Automakers, suppliers and other transportation companies are driving an economic transformation in the state that is slowly remaking its social fabric as well, with waves of European and Japanese companies and managers introducing new perspectives and ideas.
In short, this is not your older brother’s South Carolina.
Back in 1992, some locals reacted with dread to the announcement that BMW would build a car plant in Spartanburg. They feared it would upset the local economic base with higher wages and an influx of outsiders.
And they were right.
Since then, the German automaker has invested $7 billion in Spartanburg and now employs 8,000 people. More than two-thirds of the vehicles built there were exported last year, generating nearly $10 billion in export income through the port of Charleston. Those car exports make South Carolina the nation’s No. 1 exporter, and make China the state’s largest trading partner.
Late last year, Chinese-owned Volvo Car Corp. sank the pilings to build its own $500 million auto plant in South Carolina near Charleston. Volvo will start with 2,000 workers, but its intention is to build the plant into the same sort of global export base that BMW has. Daimler also said last year that it will spend $500 million in South Carolina to open a Mercedes-Benz Sprinter van plant near Charleston.
Such business plans are fostering growing local support for free-trade pacts and deeper international ties. In pre-BMW South Carolina, the then-dominant textile industry wanted no part of chummy foreign relations.
The BMW-Volvo-Mercedes threesome is also expected to draw a new wave of European auto suppliers into the state, keeping life busy for Bobby Hitt, the former BMW public relations manager who is now the state’s secretary of commerce.

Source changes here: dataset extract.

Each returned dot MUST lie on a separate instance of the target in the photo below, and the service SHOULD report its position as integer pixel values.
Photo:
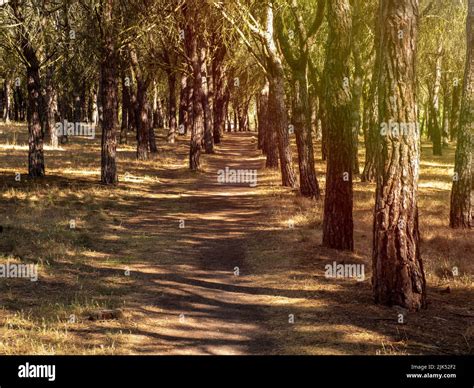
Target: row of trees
(386, 71)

Hitt noted this week that foreign-owned companies now employ 115,000 workers in the state. Robert Bosch employs 1,200 people at a high-tech sensor plant in Anderson, and this month announced an expansion of its hydraulics plant in Fountain Inn, where it employs 700.
South Carolina now leads the nation in the production of tires, thanks in large part to recent investments by Germany’s Continental Tire and France’s Michelin. Michelin also has its North American headquarters in Greenville, a city where the influence of Michelin and BMW is unmistakable. Downtown Greenville now has some of the hallmarks of a European city, with bistros and cafes along a pedestrian-friendly cityscape.
Changing attitudes won’t be so easy. A media report just before the GOP primary cited a Public Policy Polling survey that found 70 percent of Donald Trump’s South Carolina supporters believe the Confederate flag should still be flying above the statehouse.
The polarizing symbol was ordered removed from the statehouse grounds last summer under a bill signed by South Carolina’s conservative governor, Nikki Haley, following a massacre at a black church by a gunman who held white-supremacist views.
Like the automotive companies she continues to welcome, Haley herself is a symbolic newcomer. Though born in the state, she is a first-generation American, the daughter of immigrants from India.
Her quick removal of the Confederate Stars and Bars last year shows that -- regardless of personal political views -- newcomers invariably bring change.